McDonald's French Fries
Mrs_ya / Shutterstock.com

2. McDonald's: World Famous Fries

It could just be years of conditioning telling us that this is what a French fry is supposed to taste like, but years later, after many cycles of the McRib appearing and vanishing and even recipe changes, when they're right, they're still righter than just about any fry out there. There's a reason these are the fries other places taste-test against when they want to say, "I'm telling you, our fries are really good!" And they probably are. But they aren't McDonald's. These fries are in a class of their own.

Arby's Curly Fries
Image by Maitane Romagosa and Chineme Elobuike for Thrillist

1. Arby's: Curly Fries

Maybe it's a matter of taste. Maybe it's a matter of defensiveness after so much character assassination at the hands of Jon Stewart years ago (no, we're not over it). At Thrillist, we've consumed many a Beef 'n Cheddar with not a single unfortunate digestive incident to speak of. But we're not talking about beef sandwiches, we're talking about fries.
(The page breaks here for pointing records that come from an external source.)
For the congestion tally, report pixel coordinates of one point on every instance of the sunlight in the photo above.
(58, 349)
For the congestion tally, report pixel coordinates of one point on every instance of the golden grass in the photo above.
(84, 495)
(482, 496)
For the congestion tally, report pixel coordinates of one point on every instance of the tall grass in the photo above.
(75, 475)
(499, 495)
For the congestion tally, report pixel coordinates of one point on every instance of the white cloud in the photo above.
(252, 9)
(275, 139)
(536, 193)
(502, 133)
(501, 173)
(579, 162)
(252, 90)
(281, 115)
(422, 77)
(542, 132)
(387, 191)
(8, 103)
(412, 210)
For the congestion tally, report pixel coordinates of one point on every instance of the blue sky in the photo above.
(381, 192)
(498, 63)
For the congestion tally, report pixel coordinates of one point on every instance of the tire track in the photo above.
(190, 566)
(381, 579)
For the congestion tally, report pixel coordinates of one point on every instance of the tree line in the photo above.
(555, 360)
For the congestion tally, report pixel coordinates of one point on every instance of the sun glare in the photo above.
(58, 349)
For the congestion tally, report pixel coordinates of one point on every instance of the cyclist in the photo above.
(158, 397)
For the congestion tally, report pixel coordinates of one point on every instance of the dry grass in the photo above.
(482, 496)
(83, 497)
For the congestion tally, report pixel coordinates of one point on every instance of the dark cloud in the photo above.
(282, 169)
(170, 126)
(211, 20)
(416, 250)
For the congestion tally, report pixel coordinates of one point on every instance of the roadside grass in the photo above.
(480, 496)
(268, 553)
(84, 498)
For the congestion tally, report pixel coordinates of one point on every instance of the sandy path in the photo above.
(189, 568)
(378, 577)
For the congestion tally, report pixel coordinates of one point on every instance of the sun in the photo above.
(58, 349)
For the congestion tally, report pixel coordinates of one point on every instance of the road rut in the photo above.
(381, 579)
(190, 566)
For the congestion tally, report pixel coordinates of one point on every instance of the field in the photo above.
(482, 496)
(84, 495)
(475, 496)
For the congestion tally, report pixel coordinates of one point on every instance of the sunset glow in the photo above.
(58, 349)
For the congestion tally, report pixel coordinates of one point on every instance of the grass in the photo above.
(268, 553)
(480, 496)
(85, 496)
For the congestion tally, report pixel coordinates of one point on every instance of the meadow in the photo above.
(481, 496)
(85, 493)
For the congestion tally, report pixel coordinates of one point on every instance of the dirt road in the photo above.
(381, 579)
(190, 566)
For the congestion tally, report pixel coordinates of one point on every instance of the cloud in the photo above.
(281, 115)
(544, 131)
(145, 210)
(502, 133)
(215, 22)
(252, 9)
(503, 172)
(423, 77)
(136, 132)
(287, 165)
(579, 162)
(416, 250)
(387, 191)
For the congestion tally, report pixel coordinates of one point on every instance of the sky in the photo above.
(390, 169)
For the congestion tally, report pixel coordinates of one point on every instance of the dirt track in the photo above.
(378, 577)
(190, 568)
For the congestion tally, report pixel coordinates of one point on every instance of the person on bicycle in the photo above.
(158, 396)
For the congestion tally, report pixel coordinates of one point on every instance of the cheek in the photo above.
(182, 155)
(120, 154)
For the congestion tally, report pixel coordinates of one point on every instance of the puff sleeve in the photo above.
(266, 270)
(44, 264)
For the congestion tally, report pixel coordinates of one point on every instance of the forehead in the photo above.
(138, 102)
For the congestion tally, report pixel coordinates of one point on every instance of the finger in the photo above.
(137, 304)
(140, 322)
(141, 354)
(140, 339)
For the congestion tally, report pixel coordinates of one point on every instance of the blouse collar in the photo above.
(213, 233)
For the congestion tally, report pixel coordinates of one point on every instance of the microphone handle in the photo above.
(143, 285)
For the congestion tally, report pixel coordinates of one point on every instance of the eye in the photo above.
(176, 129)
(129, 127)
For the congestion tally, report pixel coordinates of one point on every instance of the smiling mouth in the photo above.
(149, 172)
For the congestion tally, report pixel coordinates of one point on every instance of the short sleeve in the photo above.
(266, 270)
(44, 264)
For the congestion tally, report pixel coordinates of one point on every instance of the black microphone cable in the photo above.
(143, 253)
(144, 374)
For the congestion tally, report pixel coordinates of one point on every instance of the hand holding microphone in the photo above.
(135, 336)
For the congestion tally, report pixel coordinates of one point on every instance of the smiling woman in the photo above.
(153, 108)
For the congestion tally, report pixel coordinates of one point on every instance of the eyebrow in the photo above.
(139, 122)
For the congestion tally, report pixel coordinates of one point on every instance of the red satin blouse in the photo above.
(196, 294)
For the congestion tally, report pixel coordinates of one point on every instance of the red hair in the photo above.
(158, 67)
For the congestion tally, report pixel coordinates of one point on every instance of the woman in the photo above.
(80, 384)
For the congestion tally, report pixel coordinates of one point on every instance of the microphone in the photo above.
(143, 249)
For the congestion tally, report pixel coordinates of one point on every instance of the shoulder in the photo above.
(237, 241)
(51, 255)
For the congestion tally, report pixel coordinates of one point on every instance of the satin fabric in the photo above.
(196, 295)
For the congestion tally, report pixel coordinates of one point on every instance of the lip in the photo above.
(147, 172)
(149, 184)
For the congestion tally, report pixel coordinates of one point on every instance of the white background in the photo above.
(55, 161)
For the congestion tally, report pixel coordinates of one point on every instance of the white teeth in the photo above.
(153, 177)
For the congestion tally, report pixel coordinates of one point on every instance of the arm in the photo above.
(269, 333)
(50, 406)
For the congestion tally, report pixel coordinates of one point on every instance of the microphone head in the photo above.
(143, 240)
Specifically, Curly Fries. More specifically, gloriously coiled potato fragments bathed in some nuclear-orange spice concoction that boldly states "it's time for your taste buds to party." No other fries manage to so consistently steal the show from the rest of the menu. Top them with a combo of Arby's Sauce and Horsey Sauce and you may see the face of God. If you somehow instead see the face of Jon Stewart, offer him a curly fry and then demand an apology.

Fast Food Fries FAQ

Are Nacho Fries back at Taco Bell?
They sure are! Nacho Fries returned to menu in March 2022, but only for a little while. Not that it could possibly keep us from the chain’s beloved starchy side.

What’s in In-N-Out’s Animal Fries?
The California-based fast food joint’s Animal-Style Fries are a cult-fave secret menu item with layers of fries smothered in melted cheese, In-N-Out's secret spread, and grilled onions.

Did Wendy’s change its fries?
Wendy’s revamped its fry recipe and method for the first time in a decade last year, swapping out its Natural-Cut Fries for its new and improved Hot & Crispy Fries.

When is National French Fries Day in 2022?
National French Fries Day arrives on Wednesday, July 13, 2022.

Which fast casual chain has the best fries?
Almost every fast food chain offers fries, meaning you have a ton of great options to choose from. But when it comes to the higher-end, fast casual chains, the fries selection is a bit more limited and almost entirely exclusive to the fast casual restaurants that serve burgers. But we found—and ate—them all so that we could name the best ones in our ranking of the best fast casual fries.